Expanding your territory is really annoying, because you need to have a Favor available with a business owner in the Corner you want to build a Front at. Some of those folks may have the Upright trait, which means you cannot convince them to build a Front no matter what, forcing you to do so in a non-optimal spot.
Dragging new businesses into your protection racket requires you to have a good relationship with the person you are trying to extort, otherwise it doesn't work. When you do and it does, your relationship with them suffers a hit, and building relationships up takes a lot of work. Not only that, but it's also often literally impossible to befriend some folks, for certain reasons I won't bother explaining because it would take too long.
Leveling up your crew takes a rather long time, as does expanding your territory.
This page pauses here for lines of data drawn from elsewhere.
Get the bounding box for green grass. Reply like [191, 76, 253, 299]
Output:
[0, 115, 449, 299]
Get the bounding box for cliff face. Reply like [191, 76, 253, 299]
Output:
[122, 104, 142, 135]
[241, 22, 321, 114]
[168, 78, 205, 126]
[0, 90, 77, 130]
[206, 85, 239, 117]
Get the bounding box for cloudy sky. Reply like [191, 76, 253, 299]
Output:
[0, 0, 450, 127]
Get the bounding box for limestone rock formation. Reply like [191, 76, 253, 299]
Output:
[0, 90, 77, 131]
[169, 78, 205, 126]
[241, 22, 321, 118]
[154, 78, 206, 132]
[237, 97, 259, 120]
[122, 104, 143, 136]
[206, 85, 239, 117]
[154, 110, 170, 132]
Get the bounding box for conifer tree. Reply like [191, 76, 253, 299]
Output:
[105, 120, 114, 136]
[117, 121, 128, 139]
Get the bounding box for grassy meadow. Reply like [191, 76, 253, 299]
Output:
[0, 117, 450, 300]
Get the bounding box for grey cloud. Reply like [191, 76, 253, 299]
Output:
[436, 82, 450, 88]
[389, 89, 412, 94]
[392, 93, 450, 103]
Fighting other "gangs" is not very hard or troublesome, but it is not very interesting either. Acquiring new businesses, as I've said before, is pointless once you have a lot of cash. Setting them up is a nightmare. Trying to get your relationship up with hundreds of different people is an even bigger one. You can never get the vehicles you want, only by sheer luck. And if you bother doing all of that anyway, and you succeed, it's all just for money. Which, again, you don't need more of because you have nothing new or interesting to do with it.
To top it all, you have only up until December of 1933 to play. Once your time is up, the game ends, so you can't keep expanding and build an actual empire, dominate an entire city, or expand to others. No, none of that. The game ends, you get a score, and that's it.
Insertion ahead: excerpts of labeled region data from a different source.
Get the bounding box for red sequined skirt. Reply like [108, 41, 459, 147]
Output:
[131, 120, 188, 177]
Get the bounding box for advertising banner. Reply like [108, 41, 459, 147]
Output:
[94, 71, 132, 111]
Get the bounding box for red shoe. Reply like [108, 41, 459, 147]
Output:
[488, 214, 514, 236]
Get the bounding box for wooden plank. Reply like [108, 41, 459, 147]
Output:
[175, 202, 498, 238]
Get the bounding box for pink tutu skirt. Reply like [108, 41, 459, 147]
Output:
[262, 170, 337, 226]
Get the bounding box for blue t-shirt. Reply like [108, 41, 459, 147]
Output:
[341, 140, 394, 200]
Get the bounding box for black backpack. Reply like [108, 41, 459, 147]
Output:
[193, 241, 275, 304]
After amassing ~US$150,000, destroying a couple of competing gangs, dominating 60 Corners or so, and producing 4 different types of booze, I was left with nothing but repetitive, annoying and ultimately pointless chores to do. I didn't even get to make any of the 3rd or 4th tier hooches, because why bother?
In short, City of Gangsters starts off pretty well, but the developers didn't quite think things through. The mid-game becomes quite boring, and there's no late game to speak of. And by the end of 1933 the game simply ends, turning all your hard work into nothing.
You can have fun with this game for 20-30 hours, like I did. But that's it. There's no point in playing it for longer than that.
Steam User 4
I'd give it a 7/10. The best part of the game is the start. Once you get a corner speakeasy and tier 2 alcohol, the game runs out of challenges. With a couple crewmembers set up with tommy guns and level 3 combat skills, you can steamroll the other outfits with ease. I have no idea why you'd need tier 3 or 4 alcohol, there's nothing that expensive in the game to justify it. The game runs out of steam halfway through a run, but still, that first half is really great. I just wish they fleshed out the second half of the game more, and I have the main DLCs.
Steam User 4
So this is honestly a middle of the road game, at least in my eyes. The mob stuff feels like its purely a backdrop. But a decently made one at that. Combat and negotiations are decided by traits and a dice roll. You will fight and talk to a normal hoodlum, as you would a mob boss.
I found the UI to be rather cluttered. The missions and the list of your mobsters, will fill the left and right of your screen. Pop ups for each thing that happened to your automated thugs. Which is thankfully a small notification but they do pile up, as the game goes on.
I believe this game, can be fun if you are in the right mood. If you enjoy managing supply lines, this game is great. The randomly generated maps give a lot of replay ability. But on the same note, can be a pain. If you luck isn't great.